The school board voted unanimously at its June 24 meeting to grant Snead authority to enter into a contract to study the division’s food services program.
“Our cafeteria program is losing money,” Snead said after the meeting. He said the division wanted an official study to examine the issue to help guide school officials to improve the program.
Snead said the division believed the contract would be entered through the Virginia Association of School Superintendents, costing $10,000 to $12,000.
Earlier, Snead said the division had been considering ideas and had taken actions “to stop the bleeding … with the fund,” which include, according to facilities director Ivan “Chip” Davis, making the preschool’s cafeteria a satellite of the high school’s, exploring privatization of the division’s food service program, receiving assistance from the state Department of Education, and attempting to join the Southside Food Consortium.
Snead said he believes that the student participation rate in eating cafeteria meals decreases as they get older, citing the high school’s low participation rate.

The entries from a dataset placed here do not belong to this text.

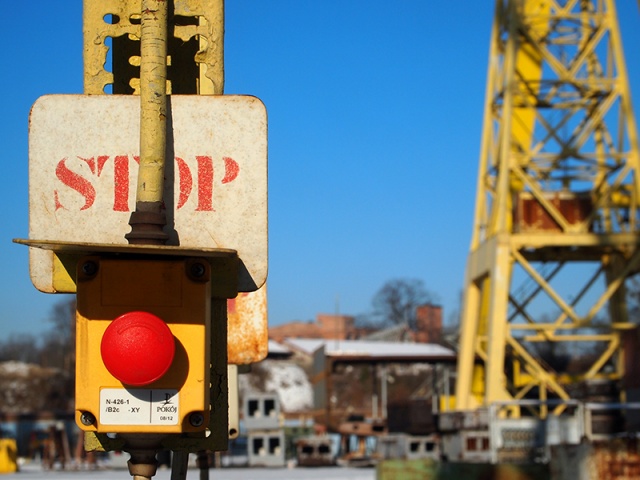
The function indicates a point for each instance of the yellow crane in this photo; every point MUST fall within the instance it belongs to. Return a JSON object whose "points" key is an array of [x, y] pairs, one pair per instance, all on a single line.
{"points": [[557, 190]]}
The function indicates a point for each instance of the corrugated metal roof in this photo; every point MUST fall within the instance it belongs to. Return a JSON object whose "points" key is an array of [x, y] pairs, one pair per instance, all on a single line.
{"points": [[278, 348], [362, 348]]}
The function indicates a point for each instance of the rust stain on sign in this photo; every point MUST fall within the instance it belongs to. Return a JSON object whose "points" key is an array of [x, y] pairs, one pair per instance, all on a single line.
{"points": [[247, 337]]}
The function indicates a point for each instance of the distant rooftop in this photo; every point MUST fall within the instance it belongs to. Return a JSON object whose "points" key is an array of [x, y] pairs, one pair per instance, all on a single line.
{"points": [[372, 349]]}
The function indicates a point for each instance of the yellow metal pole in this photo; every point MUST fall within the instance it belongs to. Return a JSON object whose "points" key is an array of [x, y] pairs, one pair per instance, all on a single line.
{"points": [[148, 219]]}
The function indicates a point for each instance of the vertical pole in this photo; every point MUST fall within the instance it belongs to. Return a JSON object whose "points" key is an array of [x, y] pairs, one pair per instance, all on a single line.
{"points": [[148, 219]]}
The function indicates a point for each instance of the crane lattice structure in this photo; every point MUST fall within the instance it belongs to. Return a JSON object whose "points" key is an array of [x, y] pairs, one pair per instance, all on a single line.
{"points": [[557, 190]]}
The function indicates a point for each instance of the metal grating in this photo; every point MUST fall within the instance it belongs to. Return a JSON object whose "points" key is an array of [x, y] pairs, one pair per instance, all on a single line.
{"points": [[112, 47]]}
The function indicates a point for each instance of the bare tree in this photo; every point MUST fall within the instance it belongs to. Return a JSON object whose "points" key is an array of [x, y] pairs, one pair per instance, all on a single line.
{"points": [[58, 348], [395, 303]]}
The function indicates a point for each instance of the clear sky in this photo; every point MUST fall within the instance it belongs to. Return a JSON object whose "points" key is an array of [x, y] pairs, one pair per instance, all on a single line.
{"points": [[375, 113]]}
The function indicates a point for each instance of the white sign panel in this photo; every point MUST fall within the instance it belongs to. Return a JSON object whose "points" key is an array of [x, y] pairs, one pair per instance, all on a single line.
{"points": [[119, 406], [83, 163]]}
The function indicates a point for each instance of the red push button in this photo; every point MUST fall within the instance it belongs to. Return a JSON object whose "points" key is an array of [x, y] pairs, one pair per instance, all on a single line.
{"points": [[137, 348]]}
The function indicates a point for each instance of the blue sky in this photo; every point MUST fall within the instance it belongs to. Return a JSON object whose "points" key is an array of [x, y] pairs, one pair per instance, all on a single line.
{"points": [[375, 112]]}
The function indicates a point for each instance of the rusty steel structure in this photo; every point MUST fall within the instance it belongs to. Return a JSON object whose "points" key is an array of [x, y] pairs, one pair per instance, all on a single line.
{"points": [[556, 230]]}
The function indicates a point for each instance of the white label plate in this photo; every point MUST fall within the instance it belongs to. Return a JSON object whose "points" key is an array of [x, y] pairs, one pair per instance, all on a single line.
{"points": [[119, 406]]}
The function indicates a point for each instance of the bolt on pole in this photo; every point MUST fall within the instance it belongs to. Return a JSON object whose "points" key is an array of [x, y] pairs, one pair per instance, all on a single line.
{"points": [[148, 219]]}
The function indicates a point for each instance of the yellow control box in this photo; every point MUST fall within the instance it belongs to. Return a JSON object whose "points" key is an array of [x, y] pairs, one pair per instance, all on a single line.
{"points": [[142, 347]]}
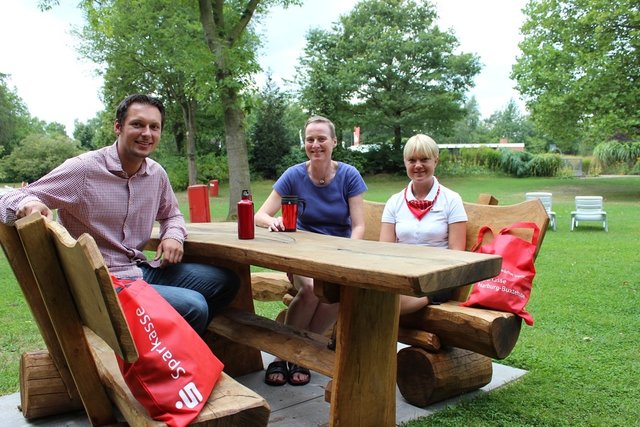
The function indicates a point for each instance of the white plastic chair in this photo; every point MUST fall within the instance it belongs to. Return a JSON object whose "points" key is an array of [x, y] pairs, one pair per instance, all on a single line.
{"points": [[545, 198], [589, 208]]}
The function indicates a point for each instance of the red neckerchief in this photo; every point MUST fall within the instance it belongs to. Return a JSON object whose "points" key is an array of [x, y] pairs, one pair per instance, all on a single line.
{"points": [[420, 208]]}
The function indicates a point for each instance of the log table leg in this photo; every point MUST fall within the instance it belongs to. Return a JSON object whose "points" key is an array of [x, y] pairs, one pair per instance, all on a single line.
{"points": [[364, 382], [238, 359]]}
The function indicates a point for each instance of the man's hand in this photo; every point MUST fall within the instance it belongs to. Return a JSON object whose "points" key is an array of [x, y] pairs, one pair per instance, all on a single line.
{"points": [[34, 206], [170, 250]]}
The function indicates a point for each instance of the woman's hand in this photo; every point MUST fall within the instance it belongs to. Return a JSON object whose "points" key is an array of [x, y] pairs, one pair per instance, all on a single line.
{"points": [[276, 225]]}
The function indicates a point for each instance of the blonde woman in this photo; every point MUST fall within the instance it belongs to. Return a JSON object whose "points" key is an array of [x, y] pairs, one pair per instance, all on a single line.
{"points": [[425, 212]]}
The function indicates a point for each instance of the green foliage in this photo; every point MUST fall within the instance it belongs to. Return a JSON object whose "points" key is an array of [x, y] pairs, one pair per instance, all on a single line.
{"points": [[36, 156], [15, 121], [617, 155], [212, 166], [384, 159], [515, 163], [269, 136], [294, 156], [354, 158], [578, 69], [85, 133], [485, 157], [390, 56], [521, 163], [545, 165]]}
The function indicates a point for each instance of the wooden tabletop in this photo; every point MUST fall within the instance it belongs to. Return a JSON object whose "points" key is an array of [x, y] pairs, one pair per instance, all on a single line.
{"points": [[389, 267]]}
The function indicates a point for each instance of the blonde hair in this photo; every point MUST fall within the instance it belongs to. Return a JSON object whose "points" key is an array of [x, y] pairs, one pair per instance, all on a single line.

Two theories are food quantity and quality, he said. “There have been ongoing discussions with student groups to determine how we can interest them in the food.”
Federal guidelines, which regulate nutrition and quantity, “are such that limit her to the food quantity … [and] may even hinder the food quality that they believe [students] are used to having,” said Snead, referring to Brenda Hackett, the division’s cafeteria manager.
“It’s another option,” Snead said of potentially of privatizing food operations. “We feel like we need to explore every option in an effort to save our cafeteria programs to be self-sufficient.”
According to the Snead, the current fiscal year’s cafeteria budget is $1.15 million, about $51,000 less than last year’s.
Snead said the issue comes with the interplay between the number of lunches sold and reimbursements from the federal and state government.
About 62 percent of the cafeteria budget is composed of money from the federal government. “You only get that money if they eat [the food],” Snead said.
According to a 2014 state Department of Education national school lunch program free and reduced price eligibility report, the total free and reduced percentage in Buckingham is about 69 percent.